What this workflow does (`scripts/ops/prod_security_audit.sh`):
- checks required compose/nginx files;
- restores/generates `.env` if missing (`.env.prod` or `.env.production` + `rotate_prod_secrets.sh`);
- generates MinIO internal TLS bundle if missing (`prod-minio-tls-init` equivalent);
- starts/reconciles production stack (nginx profile);
- applies DB migrations;
- validates production security config (`validate_production_security_or_raise`);
- runs local and external security smoke checks;
- generates incident checklist snapshot report.

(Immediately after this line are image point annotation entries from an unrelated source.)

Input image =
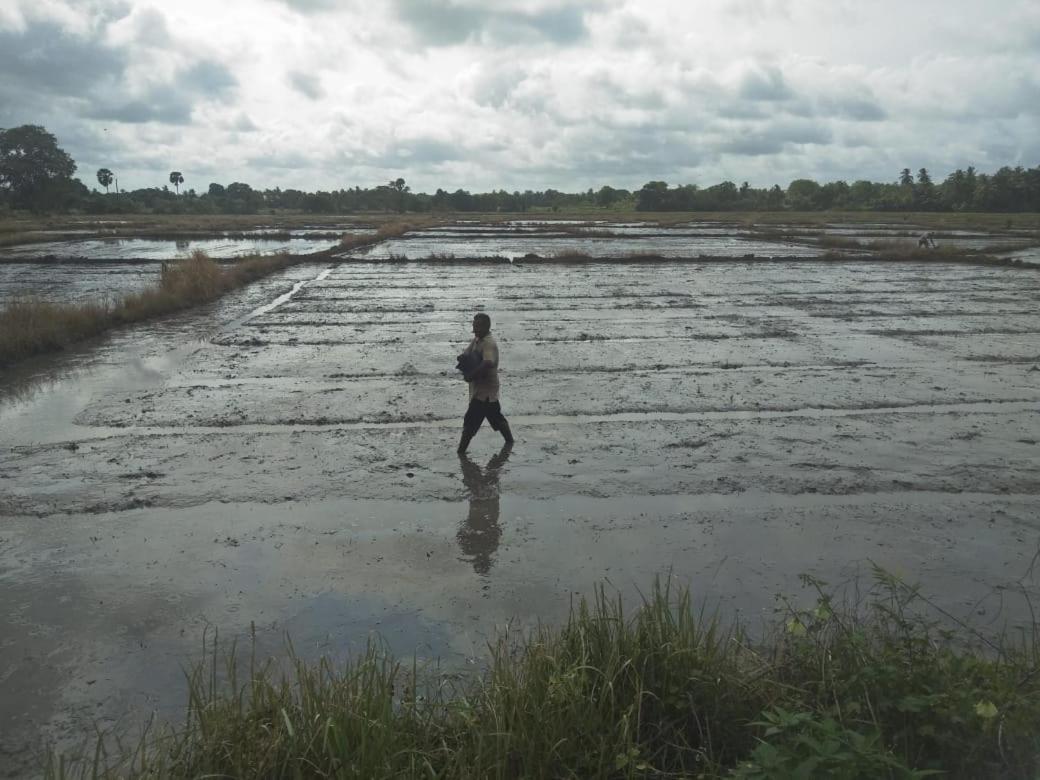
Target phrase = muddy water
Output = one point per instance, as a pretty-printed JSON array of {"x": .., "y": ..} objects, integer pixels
[
  {"x": 285, "y": 459},
  {"x": 149, "y": 249},
  {"x": 517, "y": 245},
  {"x": 97, "y": 269}
]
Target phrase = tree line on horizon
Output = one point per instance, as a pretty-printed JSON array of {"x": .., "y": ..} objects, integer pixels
[{"x": 36, "y": 175}]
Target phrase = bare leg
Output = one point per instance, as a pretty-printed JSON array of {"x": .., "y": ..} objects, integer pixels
[{"x": 464, "y": 442}]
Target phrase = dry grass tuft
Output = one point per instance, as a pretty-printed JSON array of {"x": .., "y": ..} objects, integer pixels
[{"x": 30, "y": 326}]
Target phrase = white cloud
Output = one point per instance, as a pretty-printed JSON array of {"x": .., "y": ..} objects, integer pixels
[{"x": 569, "y": 94}]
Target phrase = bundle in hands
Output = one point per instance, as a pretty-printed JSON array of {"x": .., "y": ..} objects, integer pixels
[{"x": 467, "y": 363}]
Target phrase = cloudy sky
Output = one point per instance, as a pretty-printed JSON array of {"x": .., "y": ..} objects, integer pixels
[{"x": 524, "y": 94}]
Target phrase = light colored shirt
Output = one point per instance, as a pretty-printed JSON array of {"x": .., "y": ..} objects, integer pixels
[{"x": 486, "y": 387}]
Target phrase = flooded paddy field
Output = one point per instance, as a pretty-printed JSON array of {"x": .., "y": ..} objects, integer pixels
[{"x": 285, "y": 459}]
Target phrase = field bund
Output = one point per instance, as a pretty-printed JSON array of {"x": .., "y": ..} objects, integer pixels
[{"x": 285, "y": 459}]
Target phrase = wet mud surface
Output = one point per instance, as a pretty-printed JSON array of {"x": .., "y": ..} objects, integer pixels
[{"x": 286, "y": 459}]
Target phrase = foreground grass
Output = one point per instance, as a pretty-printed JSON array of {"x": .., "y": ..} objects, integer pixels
[
  {"x": 29, "y": 326},
  {"x": 866, "y": 691}
]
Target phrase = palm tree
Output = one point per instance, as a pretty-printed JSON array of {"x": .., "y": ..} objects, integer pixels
[{"x": 105, "y": 178}]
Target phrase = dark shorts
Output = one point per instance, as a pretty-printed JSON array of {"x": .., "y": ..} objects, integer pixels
[{"x": 478, "y": 410}]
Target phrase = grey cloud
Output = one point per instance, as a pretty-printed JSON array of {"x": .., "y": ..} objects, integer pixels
[
  {"x": 764, "y": 84},
  {"x": 159, "y": 105},
  {"x": 152, "y": 29},
  {"x": 44, "y": 57},
  {"x": 447, "y": 23},
  {"x": 170, "y": 103},
  {"x": 312, "y": 6},
  {"x": 775, "y": 137},
  {"x": 306, "y": 84},
  {"x": 208, "y": 77},
  {"x": 859, "y": 107},
  {"x": 291, "y": 160},
  {"x": 419, "y": 151},
  {"x": 244, "y": 124}
]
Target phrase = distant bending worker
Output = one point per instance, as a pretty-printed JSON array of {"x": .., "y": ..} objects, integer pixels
[{"x": 479, "y": 365}]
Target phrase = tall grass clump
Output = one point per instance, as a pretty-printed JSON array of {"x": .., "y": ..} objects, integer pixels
[
  {"x": 385, "y": 232},
  {"x": 30, "y": 326},
  {"x": 868, "y": 690}
]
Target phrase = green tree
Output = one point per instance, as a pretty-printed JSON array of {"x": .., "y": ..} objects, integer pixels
[
  {"x": 33, "y": 169},
  {"x": 803, "y": 195},
  {"x": 652, "y": 197},
  {"x": 105, "y": 178},
  {"x": 399, "y": 188}
]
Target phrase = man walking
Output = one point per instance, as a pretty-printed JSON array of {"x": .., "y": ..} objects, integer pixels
[{"x": 483, "y": 381}]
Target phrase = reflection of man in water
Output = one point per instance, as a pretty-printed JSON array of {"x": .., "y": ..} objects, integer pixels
[
  {"x": 484, "y": 386},
  {"x": 479, "y": 533}
]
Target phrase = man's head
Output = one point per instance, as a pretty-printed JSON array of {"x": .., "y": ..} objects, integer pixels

Optional: auto-bootstrap Let's Encrypt certs if HTTPS health is failing:
```bash
make prod-security-audit AUTO_CERT_INIT=1 DOMAIN=ruakb.ru WWW_DOMAIN=www.ruakb.ru SECOND_DOMAIN=ruakb.online SECOND_WWW_DOMAIN=www.ruakb.online LETSENCRYPT_EMAIL=you@example.com
```

If localhost loopback probes are not desired on production host:
```bash
make prod-security-audit SKIP_LOCAL_SMOKE=1 DOMAIN=ruakb.ru WWW_DOMAIN=www.ruakb.ru SECOND_DOMAIN=ruakb.online SECOND_WWW_DOMAIN=www.ruakb.online LETSENCRYPT_EMAIL=you@example.com
```

By default local smoke probes now try multiple loopback endpoints:
- `https://127.0.0.1`
- `https://localhost`
- `http://127.0.0.1`
- `http://localhost`

You can override:
```bash
make prod-security-audit LOCAL_SMOKE_CANDIDATES="https://127.0.0.1,http://127.0.0.1"
```

## Dedicated security scheduler entity
`security-scheduler` is a separate container service that runs periodic smoke checks automatically.

Start/update:
```bash
make prod-security-scheduler-up
```

Logs:
```bash
make prod-security-scheduler-logs
```

Main env knobs:
```bash
SECURITY_SCHEDULER_INTERVAL_SECONDS=900
SECURITY_SCHEDULER_INTERNAL_BASE_URL=http://frontend
SECURITY_SCHEDULER_EXTERNAL_DOMAINS=ruakb.ru,ruakb.online
SECURITY_SCHEDULER_SKIP_DOCKER_CHECKS=1
SECURITY_SCHEDULER_RUN_INCIDENT_ON_FAIL=1
```

Scheduler script:
- `/Users/tronosfera/Develop/Law/scripts/ops/security_scheduler.sh`

## Container health and alerting
Docker Compose is configured with:
- `restart: unless-stopped` for core services
- `healthcheck` for `db`, `redis`, `backend`, `chat-service`, `frontend`
- startup ordering via `depends_on: condition: service_healthy`

Quick checks:
```bash
docker compose up -d
docker compose ps
curl -fsS http://localhost:8081/health
curl -fsS http://localhost:8081/chat-health
curl -fsS http://localhost:8081/email-health
```

Alert-ready smoke script (for cron/CI):
```bash
./scripts/ops/check_chat_health.sh
```
Exit code `0` means healthy, non-zero means alert condition.